La Chine a annoncé qu'elle suspendait tout nouveau projet de construction dans les chemins de fer, une collision meurtrière de deux trains à grande vitesse ayant gravement mis en doute la sécurité de son réseau en plein essor.
Le gouvernement a également annoncé que la vitesse des TGV sur les lignes récemment ouvertes serait limitée et a ordonné des inspections sur toutes les lignes existantes ainsi que sur celles en construction.
Ces mesures radicales ont été annoncées tard mercredi, moins de trois semaines après la collision de deux TGV qui avait fait 40 morts le 23 juillet près de Wenzhou (est) -- le pire accident ferroviaire en Chine depuis 2008.
"Nous allons suspendre pour l'instant l'examen et l'approbation de tout nouveau projet de construction dans les chemins de fer", lit-on dans un communiqué du gouvernement publié après un conseil des ministres présidé par le Premier ministre Wen Jiabao.
Le gouvernement chinois va également "étudier de manière approfondie" les projets déjà approuvés afin de "choisir de manière rationnelle" les normes technologiques et les plans de construction, ajoute le communiqué.
Le ministère des chemins de fer a précisé jeudi que les trains conçus pour rouler à une vitesse maximale de 250 km/heure seraient limités à 200 km/heure. Les prix des billets seront réduits et les horaires aménagés en conséquence.
La gare de Shanghai (est) a annoncé sur Weibo, le Twitter chinois, que les ventes de billets sur les TGV au départ de la capitale économique chinoise étaient suspendues à partir du 15 août.

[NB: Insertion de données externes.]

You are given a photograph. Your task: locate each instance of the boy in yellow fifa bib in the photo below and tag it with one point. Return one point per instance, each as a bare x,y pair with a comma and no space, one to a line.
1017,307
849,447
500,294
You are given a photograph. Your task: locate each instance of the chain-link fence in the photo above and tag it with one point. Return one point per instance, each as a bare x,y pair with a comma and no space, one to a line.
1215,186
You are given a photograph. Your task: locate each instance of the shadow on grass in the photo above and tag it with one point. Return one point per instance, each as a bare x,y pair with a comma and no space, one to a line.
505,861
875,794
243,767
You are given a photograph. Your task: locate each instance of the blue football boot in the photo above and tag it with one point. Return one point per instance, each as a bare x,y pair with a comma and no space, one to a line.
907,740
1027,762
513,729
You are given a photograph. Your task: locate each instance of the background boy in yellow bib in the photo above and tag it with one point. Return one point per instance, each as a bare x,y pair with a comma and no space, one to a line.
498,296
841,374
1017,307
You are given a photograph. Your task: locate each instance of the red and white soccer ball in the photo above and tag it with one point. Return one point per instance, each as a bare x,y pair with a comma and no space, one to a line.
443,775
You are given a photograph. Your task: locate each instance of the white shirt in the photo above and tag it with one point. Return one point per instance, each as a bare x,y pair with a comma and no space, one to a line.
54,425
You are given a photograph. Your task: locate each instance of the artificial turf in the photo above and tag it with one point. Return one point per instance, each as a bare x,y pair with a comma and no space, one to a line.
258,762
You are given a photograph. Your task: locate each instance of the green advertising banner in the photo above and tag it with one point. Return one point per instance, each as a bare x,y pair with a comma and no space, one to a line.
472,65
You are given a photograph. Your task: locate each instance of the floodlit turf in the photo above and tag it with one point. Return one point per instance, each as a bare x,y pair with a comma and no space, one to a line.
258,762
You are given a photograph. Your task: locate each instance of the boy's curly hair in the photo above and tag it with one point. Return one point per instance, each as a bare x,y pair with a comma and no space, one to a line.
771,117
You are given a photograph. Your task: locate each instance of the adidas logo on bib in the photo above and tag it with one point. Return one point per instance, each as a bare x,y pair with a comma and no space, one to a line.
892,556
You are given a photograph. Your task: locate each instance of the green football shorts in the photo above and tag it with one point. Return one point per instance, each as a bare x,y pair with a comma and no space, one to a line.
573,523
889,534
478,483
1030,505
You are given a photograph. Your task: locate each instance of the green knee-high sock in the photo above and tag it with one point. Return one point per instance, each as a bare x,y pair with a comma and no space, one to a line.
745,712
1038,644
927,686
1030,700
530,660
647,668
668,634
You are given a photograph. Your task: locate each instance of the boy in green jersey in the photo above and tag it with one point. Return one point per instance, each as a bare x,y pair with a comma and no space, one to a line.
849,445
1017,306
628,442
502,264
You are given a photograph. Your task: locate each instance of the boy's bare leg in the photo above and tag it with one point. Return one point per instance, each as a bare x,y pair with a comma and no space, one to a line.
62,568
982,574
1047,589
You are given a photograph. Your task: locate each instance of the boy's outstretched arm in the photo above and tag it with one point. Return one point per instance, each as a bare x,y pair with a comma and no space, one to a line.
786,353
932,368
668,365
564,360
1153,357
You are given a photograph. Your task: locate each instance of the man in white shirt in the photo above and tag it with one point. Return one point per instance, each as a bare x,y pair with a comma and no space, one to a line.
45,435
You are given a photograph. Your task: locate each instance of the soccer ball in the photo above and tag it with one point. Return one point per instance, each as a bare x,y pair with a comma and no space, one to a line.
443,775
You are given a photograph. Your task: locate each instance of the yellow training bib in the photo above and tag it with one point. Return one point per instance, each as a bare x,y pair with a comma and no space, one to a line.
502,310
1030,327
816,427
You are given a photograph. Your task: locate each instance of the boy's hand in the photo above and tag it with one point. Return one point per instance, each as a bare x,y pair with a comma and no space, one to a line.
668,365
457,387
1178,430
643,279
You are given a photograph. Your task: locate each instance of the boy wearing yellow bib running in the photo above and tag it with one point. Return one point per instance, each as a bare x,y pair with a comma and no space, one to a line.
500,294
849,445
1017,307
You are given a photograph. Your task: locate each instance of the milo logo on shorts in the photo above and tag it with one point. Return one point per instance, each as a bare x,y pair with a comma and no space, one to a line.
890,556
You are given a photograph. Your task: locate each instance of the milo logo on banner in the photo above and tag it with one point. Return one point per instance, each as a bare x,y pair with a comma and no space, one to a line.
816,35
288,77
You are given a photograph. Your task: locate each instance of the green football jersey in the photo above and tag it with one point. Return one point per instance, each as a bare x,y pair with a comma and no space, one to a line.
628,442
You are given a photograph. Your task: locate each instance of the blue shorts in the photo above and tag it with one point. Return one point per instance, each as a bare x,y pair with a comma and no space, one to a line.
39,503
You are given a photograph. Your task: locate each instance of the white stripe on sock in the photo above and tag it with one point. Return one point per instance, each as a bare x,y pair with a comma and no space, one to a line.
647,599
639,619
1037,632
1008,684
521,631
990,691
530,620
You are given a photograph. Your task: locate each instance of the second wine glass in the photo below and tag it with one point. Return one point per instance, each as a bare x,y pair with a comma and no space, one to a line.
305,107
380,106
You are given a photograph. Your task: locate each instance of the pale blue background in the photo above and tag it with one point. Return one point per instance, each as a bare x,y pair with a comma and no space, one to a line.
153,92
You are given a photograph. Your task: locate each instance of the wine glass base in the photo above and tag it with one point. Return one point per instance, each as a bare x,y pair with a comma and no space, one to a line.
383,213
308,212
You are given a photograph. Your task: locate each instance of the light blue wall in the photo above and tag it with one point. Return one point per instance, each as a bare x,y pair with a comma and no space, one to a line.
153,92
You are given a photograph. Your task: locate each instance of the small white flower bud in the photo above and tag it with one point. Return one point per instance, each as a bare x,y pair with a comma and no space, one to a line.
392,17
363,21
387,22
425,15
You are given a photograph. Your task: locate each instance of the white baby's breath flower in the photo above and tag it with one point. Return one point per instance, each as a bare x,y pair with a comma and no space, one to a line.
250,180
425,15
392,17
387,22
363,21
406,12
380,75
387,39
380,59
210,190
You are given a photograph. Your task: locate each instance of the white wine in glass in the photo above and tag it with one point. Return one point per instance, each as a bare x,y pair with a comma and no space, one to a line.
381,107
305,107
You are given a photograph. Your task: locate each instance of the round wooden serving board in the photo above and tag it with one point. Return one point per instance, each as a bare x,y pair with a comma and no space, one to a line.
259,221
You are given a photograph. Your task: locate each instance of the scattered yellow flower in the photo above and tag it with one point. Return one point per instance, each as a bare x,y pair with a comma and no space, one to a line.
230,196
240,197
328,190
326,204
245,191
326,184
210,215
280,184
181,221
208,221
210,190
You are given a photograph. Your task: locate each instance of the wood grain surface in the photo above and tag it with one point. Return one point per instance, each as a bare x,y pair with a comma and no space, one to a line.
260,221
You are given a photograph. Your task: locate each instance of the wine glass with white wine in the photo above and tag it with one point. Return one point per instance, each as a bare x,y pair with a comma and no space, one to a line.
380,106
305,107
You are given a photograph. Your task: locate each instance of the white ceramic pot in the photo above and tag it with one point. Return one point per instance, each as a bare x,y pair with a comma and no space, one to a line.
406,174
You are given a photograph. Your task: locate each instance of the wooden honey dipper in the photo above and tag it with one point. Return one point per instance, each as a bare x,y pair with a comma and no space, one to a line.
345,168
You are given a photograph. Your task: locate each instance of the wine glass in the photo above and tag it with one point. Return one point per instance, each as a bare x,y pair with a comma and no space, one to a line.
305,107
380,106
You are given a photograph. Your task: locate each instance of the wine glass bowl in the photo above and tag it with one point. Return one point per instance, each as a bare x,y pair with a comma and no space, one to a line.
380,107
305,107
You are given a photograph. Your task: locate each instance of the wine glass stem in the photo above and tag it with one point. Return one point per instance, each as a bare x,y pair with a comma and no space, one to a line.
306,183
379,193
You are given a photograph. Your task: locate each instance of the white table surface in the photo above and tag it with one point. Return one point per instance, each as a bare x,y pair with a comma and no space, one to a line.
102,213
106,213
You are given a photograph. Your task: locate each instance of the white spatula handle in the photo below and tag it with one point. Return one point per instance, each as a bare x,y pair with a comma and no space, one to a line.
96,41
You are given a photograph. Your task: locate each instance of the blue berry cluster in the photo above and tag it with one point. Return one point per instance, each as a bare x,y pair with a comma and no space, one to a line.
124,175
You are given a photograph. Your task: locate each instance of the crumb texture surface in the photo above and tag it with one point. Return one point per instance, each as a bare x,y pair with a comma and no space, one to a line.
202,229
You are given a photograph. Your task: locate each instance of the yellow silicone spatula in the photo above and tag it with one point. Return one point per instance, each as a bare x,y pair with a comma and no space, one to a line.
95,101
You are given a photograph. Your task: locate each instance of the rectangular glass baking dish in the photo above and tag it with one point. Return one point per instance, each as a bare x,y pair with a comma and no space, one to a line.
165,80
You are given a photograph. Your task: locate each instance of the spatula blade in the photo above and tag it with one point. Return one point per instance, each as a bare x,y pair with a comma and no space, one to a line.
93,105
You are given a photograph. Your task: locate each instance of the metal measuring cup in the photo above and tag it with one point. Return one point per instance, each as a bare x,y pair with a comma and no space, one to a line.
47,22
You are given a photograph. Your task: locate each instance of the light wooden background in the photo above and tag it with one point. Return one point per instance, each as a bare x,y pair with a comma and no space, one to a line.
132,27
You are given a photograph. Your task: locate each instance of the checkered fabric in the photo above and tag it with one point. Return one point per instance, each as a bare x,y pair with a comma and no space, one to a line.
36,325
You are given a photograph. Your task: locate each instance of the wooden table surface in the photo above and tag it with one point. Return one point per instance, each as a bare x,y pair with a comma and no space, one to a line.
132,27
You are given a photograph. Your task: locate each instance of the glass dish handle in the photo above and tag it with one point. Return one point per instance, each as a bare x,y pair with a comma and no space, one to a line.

La catastrophe de Wenzhou a posé la question de la fiabilité des trains à grande vitesse de la Chine, dont le réseau est en plein essor: seulement créé en 2007 il est déjà le plus vaste du monde. Il doit passer de 8.358 km fin 2010 à plus de 13.000 km en 2012 et à 16.000 km en 2020.
Le tragique accident, apparemment dû à une défaillance de signalisation durant un orage, a déclenché un flot de messages sur l'internet où des Chinois ont accusé le gouvernement de sacrifier leur sécurité au développement économique effréné du pays.
Même le très officiel organe du Parti communiste, le Quotidien du Peuple, avait averti que le PIB de la Chine ne pouvait être "taché de sang".
La controverse a également touché le fabricant de TGV China CNR Corp, sommé de cesser ses livraisons de rames après une série de retards sur la ligne Pékin-Shanghai inaugurée en fanfare fin juin et dont beaucoup de trains sont très loin d'être remplis.
Le tragique accident a par ailleurs encore mis à mal la réputation des chemins de fer chinois, secoués par d'énormes affaires de pots-de-vin dans l'attribution de marchés publics qui avaient notamment conduit au limogeage en février du ministre des Chemins de fer Liu Zhijun.
"Nous nous sentons pleins de culpabilité et de chagrin à propos de ces pertes tragiques de vies humaines et de matériel dans l'accident", a déclaré l'actuel ministre des Chemins de fer, Sheng Guangzu, dans un communiqué publié après le conseil des ministres.
En décembre 2010, le ministère des Chemins de fer avait annoncé qu'un TGV de nouvelle génération avait roulé à plus de 486 km/h et pulvérisé le record de vitesse mondial pour une rame non modifiée.
Fière de sa technologie acquise grâce à des transferts étrangers, la Chine avait entrepris d'exporter du matériel pour la grande vitesse, s'affrontant sur le marché mondial avec des multinationales comme le français Alstom, le canadien Bombardier et l'allemand Siemens.
Mais la collision des deux TGV va lourdement affecter les exportations chinoises de technologies pour la grande vitesse et pourrait aussi toucher celles de matériel ferroviaire en général, prédisent les experts.